Now, Towns and Norman, who had been harsh enemies during the past two years, have apparently buried the hatchet. Velázquez, however, remains at odds with the county leader. According to her, Norman asked her not to run Rivera this year, promising instead to help him get elected to the next vacant Civil Court seat. She refused. “I told him that this was not a decision I could make by myself,” she says. “There are too many people involved.”
With the backing of some of the borough’s most powerful institutions–the party machine and Vito Lopez’s vaunted Bushwick United Democratic Club–Saitta has the upper hand, most insiders say. But to hear Lopez tell it, his candidate is the David going up against Velázquez’s Goliath, fortified by Towns and Fisher. “It’s a grassroots Legal Services person with little money running against the political establishment,” says Lopez. “It’s me against two members of Congress and a City Councilmember who wants to run for mayor. That’s what it’s down to.”
As for the contention that this seat should go to a Latino, Lopez notes that the district is fairly diverse, with a sizable Polish and Italian community. “My club has helped elect seven Latinos to the bench,” he says. “Many whites in my district are asking for some balance.”
Lopez has his own weaknesses, too.
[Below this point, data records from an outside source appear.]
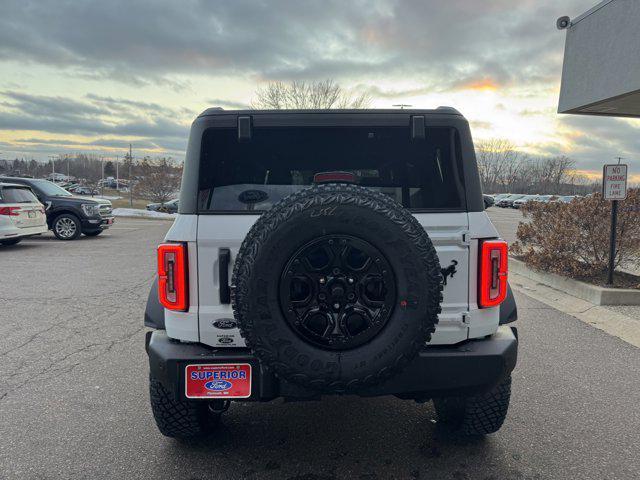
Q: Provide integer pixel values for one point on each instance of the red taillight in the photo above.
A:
(492, 288)
(11, 211)
(172, 276)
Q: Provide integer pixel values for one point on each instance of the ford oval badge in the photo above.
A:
(218, 385)
(225, 323)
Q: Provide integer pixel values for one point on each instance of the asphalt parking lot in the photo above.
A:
(73, 391)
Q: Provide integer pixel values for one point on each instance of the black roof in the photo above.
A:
(385, 111)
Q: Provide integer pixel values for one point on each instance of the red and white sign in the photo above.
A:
(218, 381)
(614, 182)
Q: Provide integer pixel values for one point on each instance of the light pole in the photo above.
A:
(102, 176)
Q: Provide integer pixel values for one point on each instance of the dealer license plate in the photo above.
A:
(231, 380)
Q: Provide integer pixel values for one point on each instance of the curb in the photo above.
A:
(591, 293)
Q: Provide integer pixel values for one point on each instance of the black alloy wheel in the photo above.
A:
(337, 292)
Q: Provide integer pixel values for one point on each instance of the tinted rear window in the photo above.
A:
(16, 195)
(252, 176)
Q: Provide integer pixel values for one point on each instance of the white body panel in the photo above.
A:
(30, 220)
(454, 235)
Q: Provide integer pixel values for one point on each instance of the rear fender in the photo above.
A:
(154, 313)
(508, 308)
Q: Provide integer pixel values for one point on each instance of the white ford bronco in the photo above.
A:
(330, 252)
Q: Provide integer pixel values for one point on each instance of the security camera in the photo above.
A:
(563, 22)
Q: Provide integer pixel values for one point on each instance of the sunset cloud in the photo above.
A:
(86, 76)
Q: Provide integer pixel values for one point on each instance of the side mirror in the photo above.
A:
(488, 201)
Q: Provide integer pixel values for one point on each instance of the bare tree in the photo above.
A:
(160, 180)
(306, 95)
(499, 164)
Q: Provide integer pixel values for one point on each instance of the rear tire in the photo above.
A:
(479, 415)
(181, 419)
(13, 241)
(66, 227)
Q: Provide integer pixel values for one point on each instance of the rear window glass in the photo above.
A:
(17, 195)
(252, 176)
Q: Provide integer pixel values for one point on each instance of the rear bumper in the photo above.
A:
(98, 223)
(469, 368)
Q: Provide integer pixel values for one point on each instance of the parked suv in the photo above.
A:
(330, 253)
(69, 215)
(21, 214)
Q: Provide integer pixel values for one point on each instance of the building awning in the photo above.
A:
(601, 70)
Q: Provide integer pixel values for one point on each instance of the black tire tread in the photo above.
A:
(322, 195)
(78, 226)
(180, 419)
(479, 415)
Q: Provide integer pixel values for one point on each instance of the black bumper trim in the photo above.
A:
(468, 368)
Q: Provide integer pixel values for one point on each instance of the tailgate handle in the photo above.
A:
(224, 256)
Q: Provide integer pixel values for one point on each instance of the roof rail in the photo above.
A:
(444, 108)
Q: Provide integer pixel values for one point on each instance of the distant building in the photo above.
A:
(601, 71)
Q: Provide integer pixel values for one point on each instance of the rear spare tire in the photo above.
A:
(336, 288)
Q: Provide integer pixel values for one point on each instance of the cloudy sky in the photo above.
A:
(93, 76)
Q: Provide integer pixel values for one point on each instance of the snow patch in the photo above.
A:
(136, 212)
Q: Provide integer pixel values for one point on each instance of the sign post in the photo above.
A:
(614, 188)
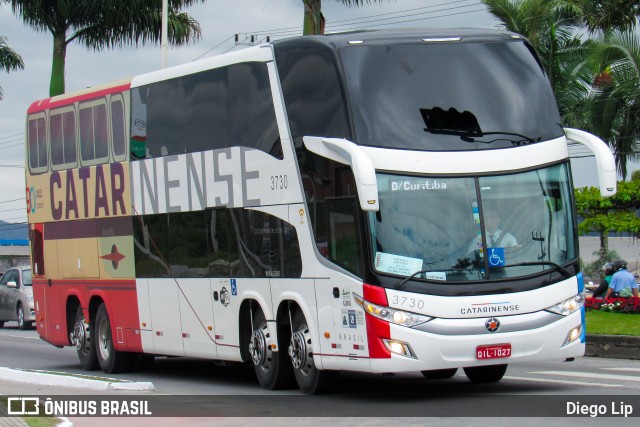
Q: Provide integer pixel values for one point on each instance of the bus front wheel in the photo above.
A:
(111, 361)
(273, 368)
(310, 379)
(485, 374)
(85, 345)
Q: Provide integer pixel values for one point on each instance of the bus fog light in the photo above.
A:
(399, 317)
(399, 347)
(568, 306)
(573, 335)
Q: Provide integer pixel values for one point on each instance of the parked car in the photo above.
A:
(16, 297)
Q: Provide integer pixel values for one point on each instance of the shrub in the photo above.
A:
(619, 305)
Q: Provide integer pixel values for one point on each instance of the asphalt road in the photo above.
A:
(231, 394)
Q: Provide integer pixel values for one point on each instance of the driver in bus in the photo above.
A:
(496, 237)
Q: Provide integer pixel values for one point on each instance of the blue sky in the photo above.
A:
(220, 20)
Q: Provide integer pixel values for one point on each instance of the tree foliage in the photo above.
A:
(9, 59)
(605, 15)
(99, 24)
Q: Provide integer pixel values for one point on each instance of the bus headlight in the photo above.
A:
(392, 315)
(568, 306)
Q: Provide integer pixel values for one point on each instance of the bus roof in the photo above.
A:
(80, 95)
(399, 36)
Many Democrats resent the fact that county leaders allow Lopez to pick highly coveted judgeships, since he has repeatedly–and sometimes brazenly–endorsed Republicans over the years, from Rudy Giuliani to Al D’Amato. But Lopez remains important to the county organization for his ability to marshal resources and get out votes for candidates, and that will work in Saitta’s favor this fall. “County made a deal,” one senate staffer explains. “If you can’t beat Vito, you might as well join him.”